Interview

Sandbar's Stream ring records voice notes and controls music with a touchpad — shipping to consumers in summer 2026

Nov 5, 2025 with Mina Fahmi

Key Points

  • Sandbar's Stream Ring captures voice notes via a finger-worn touchpad and ships to consumers summer 2026, targeting the gap between thought and capture when hands are occupied.
  • Co-founders Mina and Kirak spent 18 months testing working prototypes with non-technical users including a marketing professor and bodywork coach, who reported organic daily use.
  • The New York startup is initiating mass production with a Taiwan-based manufacturing partner in 2026, with pre-orders open now.
Sandbar's Stream ring records voice notes and controls music with a touchpad — shipping to consumers in summer 2026

Summary

Sandbar, founded by Mina and co-founder Kirak, is building two linked products — Stream and the Stream Ring — positioned as a minimal-friction voice capture device rather than a broad AI assistant. The core use case is simple: users hold a touchpad on the ring, whisper a thought or idea into the top, release, and the audio is processed and saved into a structured notes log via the companion app. Music control is also handled through the touchpad interface.

The founding team carries relevant pedigree. Mina and Kirak previously worked together at Control Labs, a neural interface startup acquired by Meta, where they developed wrist-worn input devices. That hardware background informs Sandbar's deliberate, iteration-heavy approach to form factor.

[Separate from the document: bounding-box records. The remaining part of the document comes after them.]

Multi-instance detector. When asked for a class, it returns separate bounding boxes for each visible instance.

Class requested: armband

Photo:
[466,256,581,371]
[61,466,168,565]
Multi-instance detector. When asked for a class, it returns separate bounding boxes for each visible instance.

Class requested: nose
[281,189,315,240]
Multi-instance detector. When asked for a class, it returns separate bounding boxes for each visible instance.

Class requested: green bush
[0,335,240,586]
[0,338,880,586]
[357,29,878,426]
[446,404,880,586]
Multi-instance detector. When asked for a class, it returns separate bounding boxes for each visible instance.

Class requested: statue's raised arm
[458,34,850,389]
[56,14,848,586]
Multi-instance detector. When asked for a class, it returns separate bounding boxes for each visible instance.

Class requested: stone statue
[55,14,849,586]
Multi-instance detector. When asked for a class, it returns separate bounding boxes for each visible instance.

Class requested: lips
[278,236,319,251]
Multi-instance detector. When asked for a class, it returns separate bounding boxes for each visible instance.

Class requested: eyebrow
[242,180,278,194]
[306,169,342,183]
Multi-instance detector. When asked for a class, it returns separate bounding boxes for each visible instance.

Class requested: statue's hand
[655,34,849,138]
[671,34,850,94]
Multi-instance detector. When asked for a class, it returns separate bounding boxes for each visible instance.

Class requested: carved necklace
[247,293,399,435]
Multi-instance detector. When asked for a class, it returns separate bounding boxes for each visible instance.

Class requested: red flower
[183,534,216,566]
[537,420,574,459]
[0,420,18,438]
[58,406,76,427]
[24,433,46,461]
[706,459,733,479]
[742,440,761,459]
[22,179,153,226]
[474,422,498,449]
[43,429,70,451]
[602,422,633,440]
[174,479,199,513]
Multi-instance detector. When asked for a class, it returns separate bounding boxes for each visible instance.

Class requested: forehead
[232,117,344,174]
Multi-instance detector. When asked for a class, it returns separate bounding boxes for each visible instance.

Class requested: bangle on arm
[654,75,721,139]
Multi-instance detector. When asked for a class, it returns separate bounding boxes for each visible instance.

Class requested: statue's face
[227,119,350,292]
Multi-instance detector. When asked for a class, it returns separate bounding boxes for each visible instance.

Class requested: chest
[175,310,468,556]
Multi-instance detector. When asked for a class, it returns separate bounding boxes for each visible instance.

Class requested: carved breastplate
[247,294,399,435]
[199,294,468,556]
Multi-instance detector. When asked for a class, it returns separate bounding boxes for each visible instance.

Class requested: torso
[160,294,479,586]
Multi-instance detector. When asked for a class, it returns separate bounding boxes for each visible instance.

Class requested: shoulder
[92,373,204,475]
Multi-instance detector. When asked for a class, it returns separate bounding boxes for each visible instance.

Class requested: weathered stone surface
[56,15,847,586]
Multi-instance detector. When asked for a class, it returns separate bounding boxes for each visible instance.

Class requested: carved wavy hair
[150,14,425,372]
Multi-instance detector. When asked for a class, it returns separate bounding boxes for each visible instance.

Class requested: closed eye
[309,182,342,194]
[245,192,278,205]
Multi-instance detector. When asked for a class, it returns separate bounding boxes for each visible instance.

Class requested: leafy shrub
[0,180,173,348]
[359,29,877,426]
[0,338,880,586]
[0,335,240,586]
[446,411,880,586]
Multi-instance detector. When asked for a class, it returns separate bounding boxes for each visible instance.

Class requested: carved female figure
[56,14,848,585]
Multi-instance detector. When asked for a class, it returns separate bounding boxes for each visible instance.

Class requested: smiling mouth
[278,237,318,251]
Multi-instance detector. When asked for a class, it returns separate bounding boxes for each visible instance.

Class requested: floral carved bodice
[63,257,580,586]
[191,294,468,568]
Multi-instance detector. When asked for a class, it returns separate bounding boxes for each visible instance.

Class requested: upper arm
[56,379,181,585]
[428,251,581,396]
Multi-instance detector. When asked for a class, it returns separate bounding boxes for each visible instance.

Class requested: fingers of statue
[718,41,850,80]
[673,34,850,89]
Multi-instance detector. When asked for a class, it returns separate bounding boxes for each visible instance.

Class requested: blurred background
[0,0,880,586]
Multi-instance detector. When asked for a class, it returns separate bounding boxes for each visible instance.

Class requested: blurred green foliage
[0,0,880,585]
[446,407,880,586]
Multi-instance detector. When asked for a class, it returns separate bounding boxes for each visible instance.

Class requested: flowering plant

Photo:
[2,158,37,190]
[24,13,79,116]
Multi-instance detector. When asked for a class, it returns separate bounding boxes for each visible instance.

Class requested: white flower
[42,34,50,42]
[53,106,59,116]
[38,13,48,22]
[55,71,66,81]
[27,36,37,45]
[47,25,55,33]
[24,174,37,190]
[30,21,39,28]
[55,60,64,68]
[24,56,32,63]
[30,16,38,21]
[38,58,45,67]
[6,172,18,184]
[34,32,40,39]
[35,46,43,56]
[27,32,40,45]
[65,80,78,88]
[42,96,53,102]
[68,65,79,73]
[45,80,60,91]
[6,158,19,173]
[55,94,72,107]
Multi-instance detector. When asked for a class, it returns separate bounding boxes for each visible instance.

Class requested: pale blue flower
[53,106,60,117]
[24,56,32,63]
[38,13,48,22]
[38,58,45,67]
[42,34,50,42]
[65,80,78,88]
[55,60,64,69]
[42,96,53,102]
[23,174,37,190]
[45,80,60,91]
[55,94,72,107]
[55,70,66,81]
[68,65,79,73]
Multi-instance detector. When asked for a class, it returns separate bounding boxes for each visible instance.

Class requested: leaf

The company has been building for approximately two years and has spent the last 18 months living with working prototypes, extending test units to friends, family, and non-technical users including a marketing professor and a bodywork coach. Both reported organic daily use, which Sandbar treats as its primary validation signal before scaling.

On the manufacturing side, Sandbar is currently initiating its next build with a Taiwan-based manufacturing partner, with mass production scheduled to ramp in 2026 and consumer shipments beginning summer 2026. Pre-orders are open now.

The product thesis is deliberately narrow. Rather than competing with general-purpose AI assistants, Sandbar targets the gap between a thought occurring and that thought being captured — specifically for users whose phone is pocketed and hands are occupied. The companion app surfaces a chronological log of voice interactions and saved notes, with the ability to review patterns in thinking over time. The team frames Apple Notes as the status quo they are displacing, noting that most people's note libraries are unstructured mixes of grocery lists, personal writing, and long-term plans.

Sandbar is based in New York, which the team cites as an advantage for field-testing wearables in public without drawing attention and for accessing feedback from users outside the tech industry.